Participants’ professional and technological backgrounds played a significant role in shaping their perceptions of AI. Research shows that users with higher digital literacy and greater exposure to AI systems are generally more comfortable and confident in adopting such technologies [80]. Radiologists, for instance, viewed AI as more integral to their work compared to other professional groups, likely due to their frequent exposure to AI systems specifically designed for radiology tasks. In contrast, oncologists found tasks involving AI to be more complex and demanding. This may reflect the relative lack of AI tools tailored to their specific workflows or the need for additional training to bridge gaps in familiarity and confidence. Social influences, including peer and family attitudes toward AI, also play a role in shaping users’ willingness to engage with these systems [25].

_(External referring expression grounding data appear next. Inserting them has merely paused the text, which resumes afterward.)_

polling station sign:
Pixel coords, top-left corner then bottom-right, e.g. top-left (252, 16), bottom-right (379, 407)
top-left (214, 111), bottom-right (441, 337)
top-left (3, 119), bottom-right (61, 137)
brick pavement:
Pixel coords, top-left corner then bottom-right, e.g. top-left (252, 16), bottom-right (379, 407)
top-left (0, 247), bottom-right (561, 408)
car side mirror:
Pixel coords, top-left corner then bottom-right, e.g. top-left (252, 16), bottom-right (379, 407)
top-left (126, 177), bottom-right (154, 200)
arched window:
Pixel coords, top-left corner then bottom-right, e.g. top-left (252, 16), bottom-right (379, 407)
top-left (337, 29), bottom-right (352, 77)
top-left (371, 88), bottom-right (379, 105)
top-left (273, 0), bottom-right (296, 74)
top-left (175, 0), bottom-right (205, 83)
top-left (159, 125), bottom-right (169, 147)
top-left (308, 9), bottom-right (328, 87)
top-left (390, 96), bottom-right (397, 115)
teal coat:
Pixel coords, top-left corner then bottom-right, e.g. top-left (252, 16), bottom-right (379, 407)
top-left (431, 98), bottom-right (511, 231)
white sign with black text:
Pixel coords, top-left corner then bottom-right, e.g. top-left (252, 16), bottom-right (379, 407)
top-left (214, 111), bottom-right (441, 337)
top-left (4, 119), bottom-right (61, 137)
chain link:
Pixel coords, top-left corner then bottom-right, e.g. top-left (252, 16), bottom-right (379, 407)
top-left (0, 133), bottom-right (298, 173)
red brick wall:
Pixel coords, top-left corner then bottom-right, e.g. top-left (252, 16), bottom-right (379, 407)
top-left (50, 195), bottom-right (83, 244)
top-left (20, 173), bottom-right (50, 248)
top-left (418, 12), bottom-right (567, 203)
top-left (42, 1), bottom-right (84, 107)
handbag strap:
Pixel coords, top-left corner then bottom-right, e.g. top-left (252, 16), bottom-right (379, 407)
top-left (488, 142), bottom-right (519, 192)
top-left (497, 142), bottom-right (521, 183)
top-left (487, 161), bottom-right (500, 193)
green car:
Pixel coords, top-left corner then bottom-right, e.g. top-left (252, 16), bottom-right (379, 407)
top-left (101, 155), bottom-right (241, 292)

While this study offers valuable insights, there are some important limitations to consider. Because the experiment was conducted in a controlled setting, it doesn’t fully reflect the complexities of real-world clinical environments. Factors like emotional involvement, high-pressure decision-making, and how the system fits into existing workflows weren’t part of this study. We also relied on self-reported measures like trust and cognitive load, which may not always match what participants actually think or do. Additionally, the participant group wasn’t large or diverse enough to capture the wide range of perspectives found in real-world clinical settings.

Future research should explore how these findings apply to different environments and longer-term use. By addressing these gaps, we can better understand how to design AI systems that are effective, trustworthy, and equitable in practice.